La convenzione, siglata a novembre 2017 tra Comune e gestore dell’impianto, prevede per i primi 3 anni una compartecipazione al 50% per la spesa delle utenze. Ad oggi però il concessionario non ha ottemperato e i consumi sono stati pagati per intero dal Comune, che deve quindi recuperare circa 281.000 euro.
Le parti sono al momento distanti: il concessionario lamenta uno squilibrio tra le cifre stimate per i lavori di riqualificazione, contenute nella convenzione, e quelle invece sostenute per rimettere in sesto l’impianto (1 milione contro 2.222.000 euro). Analogo squilibrio evidenziato per la voce utenze. Da qui la necessità espressa dal concessionario di provvedere ad una revisione degli aspetti economici della convenzione.
Il Comune, se da un lato si dichiara disponibile a discutere sulla proposta si revisione prospettata dal gestore, dall’altro evidenzia, come, ad oggi, il gestore non ha pagato, neppure in parte, nessuna somma relativa alle utenze. Un aspetto quest’ultimo che non è di secondo piano.

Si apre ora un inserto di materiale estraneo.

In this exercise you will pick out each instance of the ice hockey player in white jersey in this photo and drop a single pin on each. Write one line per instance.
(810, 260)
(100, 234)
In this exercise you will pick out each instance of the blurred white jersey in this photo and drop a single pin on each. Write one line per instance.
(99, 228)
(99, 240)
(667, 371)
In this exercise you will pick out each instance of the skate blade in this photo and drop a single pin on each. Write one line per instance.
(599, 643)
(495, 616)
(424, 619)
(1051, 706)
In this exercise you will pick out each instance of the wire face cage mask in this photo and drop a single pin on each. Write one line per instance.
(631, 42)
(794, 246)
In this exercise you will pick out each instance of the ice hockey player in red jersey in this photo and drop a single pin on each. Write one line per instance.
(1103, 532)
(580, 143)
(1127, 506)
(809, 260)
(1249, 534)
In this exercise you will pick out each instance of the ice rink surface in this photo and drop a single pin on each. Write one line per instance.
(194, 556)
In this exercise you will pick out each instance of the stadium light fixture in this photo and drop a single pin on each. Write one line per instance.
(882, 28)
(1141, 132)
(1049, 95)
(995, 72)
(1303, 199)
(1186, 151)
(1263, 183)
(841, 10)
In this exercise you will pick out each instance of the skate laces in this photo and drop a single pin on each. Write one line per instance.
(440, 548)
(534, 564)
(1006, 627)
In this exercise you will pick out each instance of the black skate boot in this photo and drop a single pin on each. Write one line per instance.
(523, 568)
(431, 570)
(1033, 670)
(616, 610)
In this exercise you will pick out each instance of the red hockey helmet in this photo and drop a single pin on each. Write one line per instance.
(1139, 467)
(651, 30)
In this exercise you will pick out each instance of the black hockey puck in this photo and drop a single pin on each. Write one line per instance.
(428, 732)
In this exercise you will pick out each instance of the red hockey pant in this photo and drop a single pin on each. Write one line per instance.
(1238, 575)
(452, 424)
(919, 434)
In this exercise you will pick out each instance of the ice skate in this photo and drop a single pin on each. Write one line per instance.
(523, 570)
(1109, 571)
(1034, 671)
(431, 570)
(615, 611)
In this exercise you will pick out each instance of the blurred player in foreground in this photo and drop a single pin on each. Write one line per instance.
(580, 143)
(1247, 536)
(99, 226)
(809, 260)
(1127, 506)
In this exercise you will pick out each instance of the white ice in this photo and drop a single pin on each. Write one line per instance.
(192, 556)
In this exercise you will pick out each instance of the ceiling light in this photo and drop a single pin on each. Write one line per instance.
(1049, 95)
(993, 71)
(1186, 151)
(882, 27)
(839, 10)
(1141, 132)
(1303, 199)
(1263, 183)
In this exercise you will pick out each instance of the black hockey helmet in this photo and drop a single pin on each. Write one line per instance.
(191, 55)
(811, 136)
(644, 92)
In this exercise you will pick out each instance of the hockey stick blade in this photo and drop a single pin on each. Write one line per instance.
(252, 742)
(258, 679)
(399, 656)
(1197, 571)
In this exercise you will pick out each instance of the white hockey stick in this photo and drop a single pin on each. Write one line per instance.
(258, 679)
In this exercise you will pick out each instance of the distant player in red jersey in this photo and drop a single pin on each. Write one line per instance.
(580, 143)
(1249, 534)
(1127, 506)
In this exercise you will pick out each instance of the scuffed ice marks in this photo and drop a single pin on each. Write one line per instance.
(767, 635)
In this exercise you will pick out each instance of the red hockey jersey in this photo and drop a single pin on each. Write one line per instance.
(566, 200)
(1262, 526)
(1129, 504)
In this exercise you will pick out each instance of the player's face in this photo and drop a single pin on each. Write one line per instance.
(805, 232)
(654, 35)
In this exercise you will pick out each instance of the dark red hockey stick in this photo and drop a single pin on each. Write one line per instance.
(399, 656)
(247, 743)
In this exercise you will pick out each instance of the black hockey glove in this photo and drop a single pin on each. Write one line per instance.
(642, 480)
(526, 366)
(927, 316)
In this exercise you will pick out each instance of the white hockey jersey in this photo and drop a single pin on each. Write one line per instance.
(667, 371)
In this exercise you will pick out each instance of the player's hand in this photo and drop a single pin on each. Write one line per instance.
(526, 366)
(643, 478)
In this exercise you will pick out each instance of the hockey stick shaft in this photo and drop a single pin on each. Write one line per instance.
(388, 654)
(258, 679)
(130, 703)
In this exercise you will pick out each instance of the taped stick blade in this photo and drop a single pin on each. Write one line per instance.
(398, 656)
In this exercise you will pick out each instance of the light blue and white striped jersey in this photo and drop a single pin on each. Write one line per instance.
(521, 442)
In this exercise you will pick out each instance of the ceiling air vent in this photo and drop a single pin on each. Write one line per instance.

“Ritengo – afferma il consigliere Burgio – che il Comune debba rompere gli indugi e far rispettare la convenzione. Io ho deciso di non partecipare più a nessuna seduta del Consiglio fino a quando non si troverà una soluzione che tuteli la città. Il Comune, come ho detto più volte, non può permettersi di rinunciare a queste entrate, a maggior ragione in un momento di crisi come quello attuale”.